Les transporteurs maritimes espèrent que leurs investissements dans des navires fonctionnant au méthanol stimuleront la production de ce carburant renouvelable et réduiront les coûts à long terme. "Nous suivons plus de 90 projets dans le monde visant à produire du bio-méthanol ou de l'e-méthanol, avec une capacité de production totale annoncée de 8 millions de tonnes d'ici 2027", a déclaré Greg Dolan, PDG du Methanol Institute, ajoutant que la taille des usines en cours de construction est passée de 4 000 à 10 000 tonnes par an à 50 000-250 000 tonnes par an.

L'entreprise néerlandaise OCI N.V., qui a fourni du méthanol vert au premier navire de Maersk, peut produire jusqu'à 200 000 tonnes par an de ce carburant renouvelable.
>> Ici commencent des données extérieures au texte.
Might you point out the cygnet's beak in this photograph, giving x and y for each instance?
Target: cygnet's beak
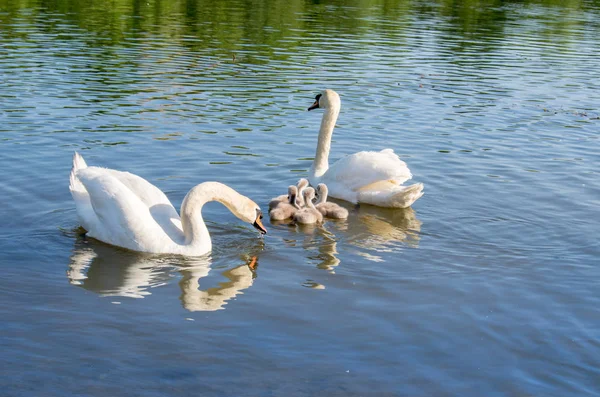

Bashir Lebada, PDG de l'activité méthanol et carburants d'OCI, a déclaré que les commandes de navires ont donné aux fournisseurs un regain de confiance pour faire avancer leurs projets de méthanol vert, même si la production est "très faible" pour l'instant.

La plupart des projets de méthanol vert sont situés en Chine, en Europe du Nord et en Amérique du Nord, loin des grands centres de soutage que sont Singapour et les Émirats arabes unis, ce qui crée un fossé logistique.

Anita Gajadhar, directrice exécutive de Proman pour le marketing, la logistique et le transport maritime, a déclaré que les coûts baisseront à mesure que la production augmentera au cours des 15 à 20 prochaines années, à partir de moins de 1% de la production actuelle, ajoutant que davantage de pays, tels que le Chili et l'Argentine, ont le potentiel de produire du méthanol vert.

En Asie, la Corée du Sud et la Chine devraient augmenter leur capacité à alimenter les navires en méthanol vert.

"D'un point de vue stratégique, cela se justifie compte tenu des volumes de stockage de méthanol disponibles et de la proximité du port avec les principaux chantiers navals asiatiques qui traitent la majorité des commandes de nouvelles constructions de méthanol", a déclaré M. Gajadhar, ajoutant que de nombreux ports chinois auront également une demande importante à l'avenir.

Maersk s'est fixé pour objectif d'utiliser des carburants à faibles émissions pour transporter un quart de ses volumes d'ici à 2030.